Default processing functions for data from NOAA weather models.

All public functions in this module have the same signature.

The functions accept:

  • latitude : float
  • longitude : float
  • elevation : float
  • init_time : pd.Timestamp
    Full datetime of a model initialization
  • start : pd.Timestamp
  • end : pd.Timestamp
  • load_forecast : function
    A function that accepts the arguments above and returns the correct data. Enables users to supply their own data independently of the module.

The functions return a tuple of:

  • ghi : pd.Series
  • dni : pd.Series
  • dhi : pd.Series
  • air_temperature : pd.Series
  • wind_speed : pd.Series
  • resampler : function
    A function that resamples data to the appropriate frequency. This function is to be applied to all forecast variables after power is calculated.
  • solar_position_calculator : function
    A function that returns solar position at the ghi forecast times (after internal interpolation, before external resampling). The function will return results immediately if solar position is already known or will call a solar position calculation algorithm and then return.

Most of the model functions return forecast data interpolated to 5 minute frequency. Interpolation to 5 minutes reduces the errors associated with solar position and irradiance to power models (these models assume instantaneous inputs). Why 5 minutes?
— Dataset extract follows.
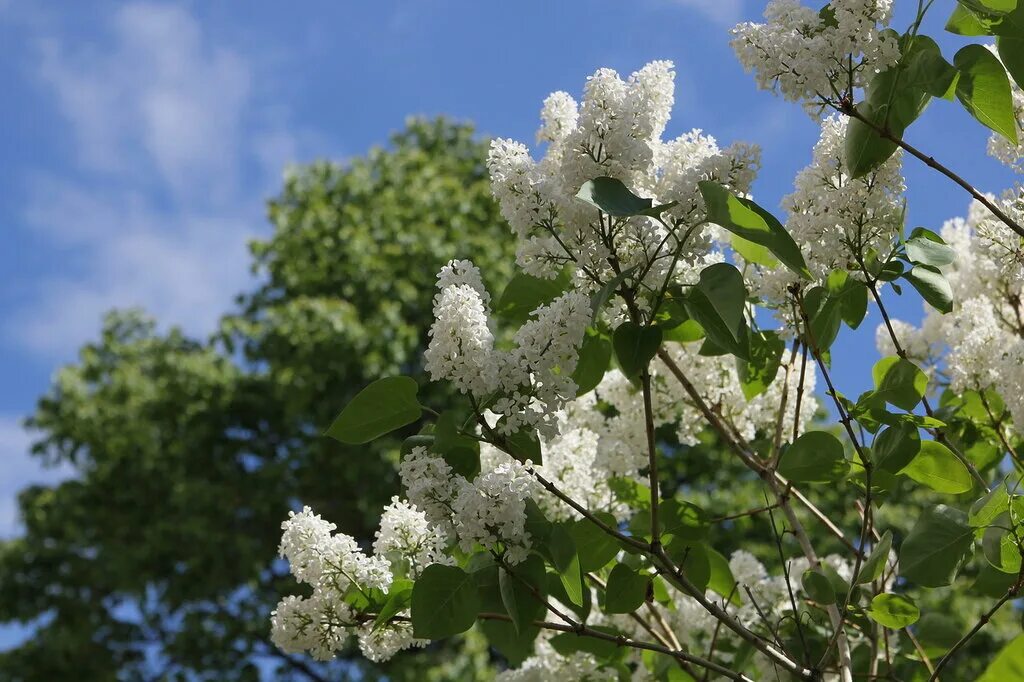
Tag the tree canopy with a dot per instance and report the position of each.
(156, 560)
It’s a round number that produces about 10 data points per hour, so it’s reasonable for hour average calculations. It is expected that after calculating power, users will apply the resampler function to both the weather and power forecasts. These functions may be most useful if the user would like to understand the performance of a NWP model with modest post-processing.

Several model functions return instantaneous data that is coincident with the NWP model forecast time (15 minutes or hourly, depending on the NWP model). The resamplers returned by these functions do not modify the data (though they do define the frequency attribute of the data’s DatetimeIndex). These functions may most useful if the user would like to understand the raw performance of a NWP model.
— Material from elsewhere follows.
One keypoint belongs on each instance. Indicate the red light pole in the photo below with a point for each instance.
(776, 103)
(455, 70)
The functions in this module accept primitives (floats, strings, etc.) rather than objects defined in solarforecastarbiter.datamodel because we anticipate that these functions may be of more general use and that functions that accept primitives may be easier to maintain in the long run.
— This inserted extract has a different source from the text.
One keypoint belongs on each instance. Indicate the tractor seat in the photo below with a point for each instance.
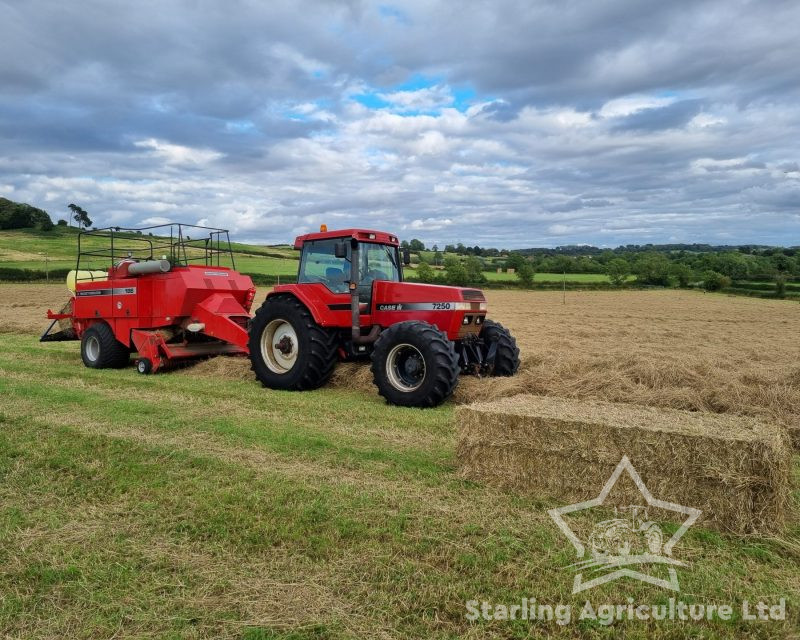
(336, 280)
gfs_quarter_deg_3hour_to_hourly_mean(…[, …]) Take 3 hr GFS and convert it to hourly average data.
gfs_quarter_deg_hourly_to_hourly_mean(…[, …]) Take 1 hr GFS and convert it to hourly average data.
gfs_quarter_deg_to_hourly_mean(latitude, …) Hourly average forecasts derived from GFS 1, 3, and 12 hr frequency output.
hrrr_subhourly_to_hourly_mean(latitude, …) Hourly mean HRRR forecast.
hrrr_subhourly_to_subhourly_instantaneous(…) Subhourly (15 min) instantantaneous HRRR forecast.
nam_12km_cloud_cover_to_hourly_mean(…[, …]) Hourly average forecast.
nam_12km_hourly_to_hourly_instantaneous(…) Hourly instantantaneous forecast.
rap_cloud_cover_to_hourly_mean(latitude, …) Take hourly RAP instantantaneous cloud cover and convert it to hourly average forecasts.
rap_ghi_to_hourly_mean(latitude, longitude, …) Take hourly RAP instantantaneous irradiance and convert it to hourly average forecasts.
rap_ghi_to_instantaneous(latitude, …[, …]) Hourly instantantaneous RAP forecast.